New Yorker Fiction Review #164: "To the Moon and Back" by Etgar Keret



Review of a story from the Oct. 3, 2016 issue of The New Yorker...

Love me a good Etgar Keret story, ever since I read my first one back in January 2015, called "One Gram Short." Keret comes from Israel and writes in Hebrew so his work is translated (natch, cause I can't read Hebrew) and his work has a deeply cynical, dark feel to it but also a deep humanity. I equate him to a literary Louis C.K.: a cynical, jaded guy who deep down is a frustrated, geeky 14 year old kid with tap on his glasses who just wants to be normal.

"To the Moon and Back" is a funny story about a father who tries to act upon a strange request from his young son in order to prove how much he loves him and to feel like a good father.
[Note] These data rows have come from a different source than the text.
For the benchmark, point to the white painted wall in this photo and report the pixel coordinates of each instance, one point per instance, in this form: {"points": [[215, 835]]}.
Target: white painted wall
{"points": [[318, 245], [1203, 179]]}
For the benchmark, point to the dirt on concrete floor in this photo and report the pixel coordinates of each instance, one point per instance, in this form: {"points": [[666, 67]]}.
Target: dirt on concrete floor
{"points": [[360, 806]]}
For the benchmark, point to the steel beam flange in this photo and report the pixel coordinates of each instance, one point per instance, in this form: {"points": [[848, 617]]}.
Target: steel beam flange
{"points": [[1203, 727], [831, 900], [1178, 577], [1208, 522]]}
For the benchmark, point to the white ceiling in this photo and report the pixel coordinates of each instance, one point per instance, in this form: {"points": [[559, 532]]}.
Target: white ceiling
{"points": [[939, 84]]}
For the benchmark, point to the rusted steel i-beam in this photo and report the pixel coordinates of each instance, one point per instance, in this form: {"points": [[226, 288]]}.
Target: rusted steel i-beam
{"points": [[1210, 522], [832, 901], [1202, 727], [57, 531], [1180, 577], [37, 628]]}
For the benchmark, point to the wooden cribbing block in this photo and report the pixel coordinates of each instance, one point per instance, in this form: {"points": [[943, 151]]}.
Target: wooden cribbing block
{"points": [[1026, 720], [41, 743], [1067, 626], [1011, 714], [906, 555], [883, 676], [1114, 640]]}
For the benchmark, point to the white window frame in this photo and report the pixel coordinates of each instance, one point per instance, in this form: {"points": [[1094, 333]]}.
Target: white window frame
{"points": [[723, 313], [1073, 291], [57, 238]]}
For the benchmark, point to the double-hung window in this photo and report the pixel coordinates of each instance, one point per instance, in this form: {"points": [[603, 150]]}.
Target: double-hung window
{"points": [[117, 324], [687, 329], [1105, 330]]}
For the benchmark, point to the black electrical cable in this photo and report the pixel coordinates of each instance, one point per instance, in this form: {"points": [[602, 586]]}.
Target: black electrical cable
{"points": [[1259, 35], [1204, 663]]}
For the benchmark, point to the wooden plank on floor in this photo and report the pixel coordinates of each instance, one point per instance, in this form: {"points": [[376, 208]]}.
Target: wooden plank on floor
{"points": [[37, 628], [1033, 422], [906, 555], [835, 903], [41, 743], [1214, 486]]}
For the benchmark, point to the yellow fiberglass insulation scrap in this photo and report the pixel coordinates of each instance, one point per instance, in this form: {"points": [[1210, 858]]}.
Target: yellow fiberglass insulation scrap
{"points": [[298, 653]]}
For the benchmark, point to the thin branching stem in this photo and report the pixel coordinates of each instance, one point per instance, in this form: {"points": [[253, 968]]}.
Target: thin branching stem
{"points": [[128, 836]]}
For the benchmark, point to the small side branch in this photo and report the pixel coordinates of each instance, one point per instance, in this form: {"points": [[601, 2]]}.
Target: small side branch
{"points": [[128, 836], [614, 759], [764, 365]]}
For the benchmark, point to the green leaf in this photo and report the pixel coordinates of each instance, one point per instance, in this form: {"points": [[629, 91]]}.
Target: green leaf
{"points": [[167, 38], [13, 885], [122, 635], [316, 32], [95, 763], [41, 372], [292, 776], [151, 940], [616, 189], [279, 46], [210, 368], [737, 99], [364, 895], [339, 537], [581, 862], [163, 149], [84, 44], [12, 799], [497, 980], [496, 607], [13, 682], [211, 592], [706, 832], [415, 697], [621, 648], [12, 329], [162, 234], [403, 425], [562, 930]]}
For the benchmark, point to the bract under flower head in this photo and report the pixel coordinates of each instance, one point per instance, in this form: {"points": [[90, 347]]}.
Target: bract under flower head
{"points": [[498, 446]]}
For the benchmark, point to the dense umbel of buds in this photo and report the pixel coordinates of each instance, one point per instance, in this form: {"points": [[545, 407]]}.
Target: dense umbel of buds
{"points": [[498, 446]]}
What comes across is (what must be) the endless frustration of dealing with a toddler on a daily basis and also the lengths people will go to in order to appear important in their children's eyes, even if those lengths are ridiculous. Not sure I'd have reacted in the absurd way this story's main character does to his child's request, but that's why it's a good story...it paints scenario of what would happen if you took a child's ludicrous demands seriously. I don't know for sure but I'd bet money Keret is a parent.

Might do the unthinkable and actually buy a copy of his book.